Plaintiff was injured while operating an off-road vehicle (“ORV”) when she was involved in a single-vehicle accident. Defendant first argued that plaintiff was not entitled to PIP benefits because no “motor vehicle” was involved in the accident. The Shankster Court noted that the No- Fault Act, in defining a motor vehicle, did not specifically include or exclude ORV’s. The Shankster Court then noted that, although ORVs are exempt from No-Fault Act insurance requirement – i.e. that all motor vehicles must be insured under MCL 500.3101 – a failure to carry insurance does not cause a forfeiture of PIP benefits. For this proposition, the Court relied upon Nelson v Transamerica Ins Services, 441 Mich 508 (1992), a case in which the ORV was involved in an accident with another motor vehicle. According to the Shankster Court, an ORV may still qualify as a “motor vehicle” for purposes of the No-Fault Act and an ORV owner may be entitled to no-fault coverage even where the ORV is not specifically covered by an insurance policy. For these propositions, the Court relied upon Morris v Allstate Insurance Co, 230 Mich App 361 (1998), a case in which an ORV was considered a “motor vehicle” because it was being operated upon a highway. The Shankster Court held that even though an ORV is exempt from the No-Fault Act insurance requirement, the ORV owner is not precluded from obtaining PIP benefits under the No-Fault Act.

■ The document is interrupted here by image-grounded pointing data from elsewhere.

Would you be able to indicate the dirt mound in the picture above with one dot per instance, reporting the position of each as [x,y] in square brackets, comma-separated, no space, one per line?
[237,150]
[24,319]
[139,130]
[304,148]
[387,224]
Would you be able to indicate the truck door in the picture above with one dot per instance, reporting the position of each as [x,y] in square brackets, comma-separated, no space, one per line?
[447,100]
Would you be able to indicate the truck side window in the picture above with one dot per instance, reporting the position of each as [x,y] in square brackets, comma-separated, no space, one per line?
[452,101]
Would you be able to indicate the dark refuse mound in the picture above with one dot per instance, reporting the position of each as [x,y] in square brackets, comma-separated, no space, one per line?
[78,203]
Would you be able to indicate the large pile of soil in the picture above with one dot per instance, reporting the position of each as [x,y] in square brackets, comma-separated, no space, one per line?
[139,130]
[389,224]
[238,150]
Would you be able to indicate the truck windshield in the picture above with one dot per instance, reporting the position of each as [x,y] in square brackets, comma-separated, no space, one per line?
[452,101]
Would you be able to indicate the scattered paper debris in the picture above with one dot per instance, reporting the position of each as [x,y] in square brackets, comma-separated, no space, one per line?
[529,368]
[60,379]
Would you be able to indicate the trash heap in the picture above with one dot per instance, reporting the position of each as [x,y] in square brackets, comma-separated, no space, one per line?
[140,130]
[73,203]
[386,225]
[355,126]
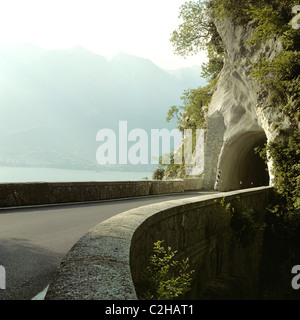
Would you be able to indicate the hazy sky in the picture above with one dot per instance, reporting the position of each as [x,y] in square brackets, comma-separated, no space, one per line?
[137,27]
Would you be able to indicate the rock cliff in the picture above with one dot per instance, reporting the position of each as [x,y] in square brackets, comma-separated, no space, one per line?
[239,117]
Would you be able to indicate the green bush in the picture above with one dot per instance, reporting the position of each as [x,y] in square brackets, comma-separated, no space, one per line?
[166,278]
[158,174]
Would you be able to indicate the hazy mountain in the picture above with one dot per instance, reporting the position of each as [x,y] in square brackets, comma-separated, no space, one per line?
[52,103]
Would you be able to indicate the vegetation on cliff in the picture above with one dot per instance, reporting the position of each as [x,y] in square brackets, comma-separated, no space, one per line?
[279,80]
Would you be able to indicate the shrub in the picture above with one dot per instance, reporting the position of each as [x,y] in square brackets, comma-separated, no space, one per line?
[166,278]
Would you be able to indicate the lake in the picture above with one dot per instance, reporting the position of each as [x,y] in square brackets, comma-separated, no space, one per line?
[27,174]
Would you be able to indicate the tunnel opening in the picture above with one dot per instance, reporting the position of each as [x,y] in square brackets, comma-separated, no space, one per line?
[240,166]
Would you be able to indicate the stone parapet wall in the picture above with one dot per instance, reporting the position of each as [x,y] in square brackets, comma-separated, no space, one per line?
[43,193]
[109,261]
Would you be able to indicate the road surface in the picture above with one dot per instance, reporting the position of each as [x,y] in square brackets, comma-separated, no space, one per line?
[33,241]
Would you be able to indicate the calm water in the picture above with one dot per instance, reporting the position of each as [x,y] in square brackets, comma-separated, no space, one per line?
[20,174]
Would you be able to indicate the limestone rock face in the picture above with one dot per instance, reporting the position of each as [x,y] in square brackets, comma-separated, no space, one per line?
[239,118]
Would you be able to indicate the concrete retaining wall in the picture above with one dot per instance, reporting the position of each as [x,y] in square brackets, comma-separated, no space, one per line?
[108,262]
[38,193]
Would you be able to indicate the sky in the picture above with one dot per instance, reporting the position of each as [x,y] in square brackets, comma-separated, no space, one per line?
[138,27]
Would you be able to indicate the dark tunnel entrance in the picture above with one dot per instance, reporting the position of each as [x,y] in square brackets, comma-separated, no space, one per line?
[253,169]
[240,166]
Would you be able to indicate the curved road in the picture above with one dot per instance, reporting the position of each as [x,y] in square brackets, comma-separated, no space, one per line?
[34,240]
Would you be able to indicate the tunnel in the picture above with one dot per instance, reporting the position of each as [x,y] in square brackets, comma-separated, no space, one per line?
[240,167]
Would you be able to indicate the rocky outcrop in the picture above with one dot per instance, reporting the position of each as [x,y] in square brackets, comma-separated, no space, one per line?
[239,117]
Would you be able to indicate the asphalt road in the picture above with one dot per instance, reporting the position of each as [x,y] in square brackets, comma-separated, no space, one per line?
[33,241]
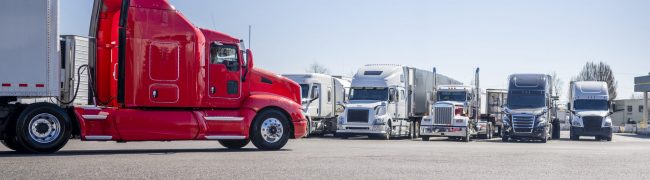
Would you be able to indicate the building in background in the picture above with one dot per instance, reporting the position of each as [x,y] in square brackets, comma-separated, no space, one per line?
[630,111]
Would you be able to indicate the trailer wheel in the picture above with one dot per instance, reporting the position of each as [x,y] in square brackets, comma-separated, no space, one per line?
[43,128]
[556,129]
[467,136]
[270,130]
[545,136]
[234,144]
[490,130]
[425,138]
[412,129]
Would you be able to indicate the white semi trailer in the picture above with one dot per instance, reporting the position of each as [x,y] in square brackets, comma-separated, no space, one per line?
[388,100]
[323,98]
[456,113]
[590,110]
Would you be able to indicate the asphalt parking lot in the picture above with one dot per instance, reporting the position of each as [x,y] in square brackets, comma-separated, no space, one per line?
[626,157]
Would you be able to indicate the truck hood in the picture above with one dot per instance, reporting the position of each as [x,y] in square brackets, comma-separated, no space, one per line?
[592,113]
[533,111]
[447,103]
[364,104]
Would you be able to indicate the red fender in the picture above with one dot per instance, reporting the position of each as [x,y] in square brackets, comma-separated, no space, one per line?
[261,100]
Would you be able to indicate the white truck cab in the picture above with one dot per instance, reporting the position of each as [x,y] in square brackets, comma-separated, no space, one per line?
[378,103]
[451,115]
[323,98]
[590,110]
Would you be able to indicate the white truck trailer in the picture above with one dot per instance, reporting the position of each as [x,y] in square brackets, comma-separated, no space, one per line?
[322,100]
[39,67]
[388,100]
[456,113]
[590,110]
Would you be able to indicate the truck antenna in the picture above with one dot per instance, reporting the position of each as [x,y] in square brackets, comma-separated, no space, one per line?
[249,37]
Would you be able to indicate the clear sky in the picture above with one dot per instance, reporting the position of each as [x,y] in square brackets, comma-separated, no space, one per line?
[501,37]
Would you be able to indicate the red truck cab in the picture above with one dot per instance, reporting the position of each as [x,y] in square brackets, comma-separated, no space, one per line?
[157,77]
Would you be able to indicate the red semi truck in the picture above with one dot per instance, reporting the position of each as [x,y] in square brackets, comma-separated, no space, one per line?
[152,76]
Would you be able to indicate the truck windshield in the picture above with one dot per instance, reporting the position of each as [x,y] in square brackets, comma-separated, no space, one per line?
[590,104]
[379,94]
[452,96]
[305,90]
[521,99]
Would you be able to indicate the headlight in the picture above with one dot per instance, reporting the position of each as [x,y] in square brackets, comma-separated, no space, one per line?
[506,120]
[576,121]
[608,122]
[541,120]
[380,110]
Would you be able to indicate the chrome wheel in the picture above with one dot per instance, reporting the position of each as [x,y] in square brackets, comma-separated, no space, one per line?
[44,128]
[272,130]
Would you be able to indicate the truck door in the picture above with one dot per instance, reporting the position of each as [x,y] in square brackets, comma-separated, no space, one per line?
[224,71]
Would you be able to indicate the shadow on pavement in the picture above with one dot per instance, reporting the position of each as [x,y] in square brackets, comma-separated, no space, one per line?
[634,136]
[122,152]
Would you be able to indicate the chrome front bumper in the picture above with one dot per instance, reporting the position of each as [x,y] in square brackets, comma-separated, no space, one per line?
[447,131]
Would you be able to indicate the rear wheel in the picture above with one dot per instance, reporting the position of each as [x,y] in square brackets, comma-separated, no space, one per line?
[467,135]
[234,144]
[43,128]
[425,138]
[545,136]
[270,130]
[556,129]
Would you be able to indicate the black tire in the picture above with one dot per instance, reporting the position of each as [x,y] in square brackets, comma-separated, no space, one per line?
[417,129]
[43,113]
[556,129]
[467,136]
[412,130]
[425,138]
[234,144]
[308,134]
[573,137]
[545,136]
[270,117]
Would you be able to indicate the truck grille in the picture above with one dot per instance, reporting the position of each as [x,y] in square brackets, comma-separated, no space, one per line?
[523,123]
[358,115]
[592,123]
[443,115]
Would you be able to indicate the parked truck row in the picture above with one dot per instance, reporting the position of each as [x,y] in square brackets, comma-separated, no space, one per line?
[146,73]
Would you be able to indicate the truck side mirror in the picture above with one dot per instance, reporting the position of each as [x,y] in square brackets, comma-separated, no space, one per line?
[315,93]
[248,64]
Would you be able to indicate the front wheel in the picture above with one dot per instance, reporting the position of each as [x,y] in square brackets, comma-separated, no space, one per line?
[270,130]
[556,129]
[43,128]
[234,144]
[425,138]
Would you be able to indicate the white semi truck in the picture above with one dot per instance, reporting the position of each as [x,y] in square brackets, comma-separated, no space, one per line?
[323,98]
[456,113]
[590,110]
[388,100]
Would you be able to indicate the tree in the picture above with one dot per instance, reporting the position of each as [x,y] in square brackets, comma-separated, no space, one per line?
[317,68]
[557,84]
[599,72]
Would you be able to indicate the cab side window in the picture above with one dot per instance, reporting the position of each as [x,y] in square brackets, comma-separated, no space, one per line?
[226,55]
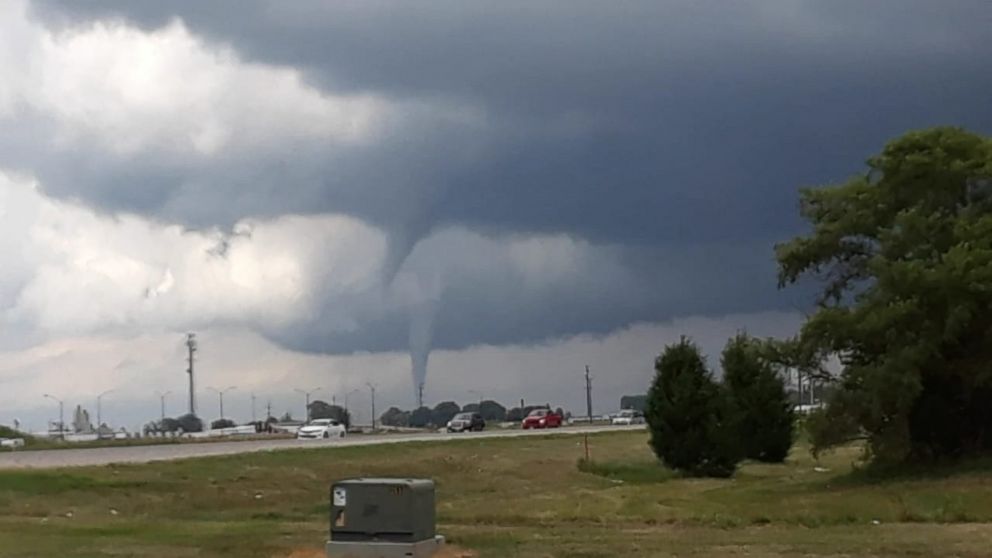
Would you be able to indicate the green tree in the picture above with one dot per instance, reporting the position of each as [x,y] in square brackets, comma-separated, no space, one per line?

The Court then addressed defendant’s second argument – that the 2008 amendment specifically excluding ORV’s from the definition of a “motor vehicle” under the No-Fault Act should be given retroactive application in this case. The Court found that the amendment was not intended to clarify legislative intent in light of the fact that the first case to consider the exemption of ORVs from the No-Fault Act, Michigan Millers v Farm Bureau Gen Ins Co, 156 Mich App 823 (1987), was decided by the Court of Appeals in 1986 and 20 years had passed since that decision without the Legislature opting to clarify or amend its language or intent. Accordingly, the

Shankster Court viewed the 2008 amendment as a change in the law, not a clarification. Moreover, the Court found that the amendment, if applied retroactively, would have an effect on plaintiff’s substantive rights. Under the former statute, the plaintiff would have a right to PIP benefits. Under the amended statute, plaintiff does not. In reaching this decision, the Court did not analyze whether PIP benefits were a substantive right at all, but rather simply declared them to be so.

Finally, the Court addressed defendant’s argument that the former provisions of the No- Fault Act are unconstitutional on due process and equal protection grounds. The Court disagreed with defendant, finding that under the rational basis test, the No-Fault Act is constitutional where it furthers a legitimate government interest of ensuring that motorists driving on Michigan roads obtain prompt payment for economic losses in exchange for some limitation of tort liability, even if those motorists are driving exempt vehicles. The Court addressed the distinction between vehicles in general, and the exempt vehicles such as ORVs, noting that the distinction is attributed to the fact that the normal use for each vehicle is different. Vehicles in general are designed for use on highways and public roads. ORVs are not. However, ORVs are occasionally used on public roadways and so, in the rational of the Court, the Act allows coverage for drivers of ORVs to ensure they are provided prompt payment in case of an accident on a public highway. It appears not to matter to the Court at all that plaintiff was no injured on a public highway in this case. The Court also disregarded defendant’s argument that it had not anticipated the risk involved with insuring an ORV operator or occupant. The Court found that coverage required for uninsured ORV operators is the same as for operators of uninsured vehicles in general and, in either case, defendant would have to provide coverage.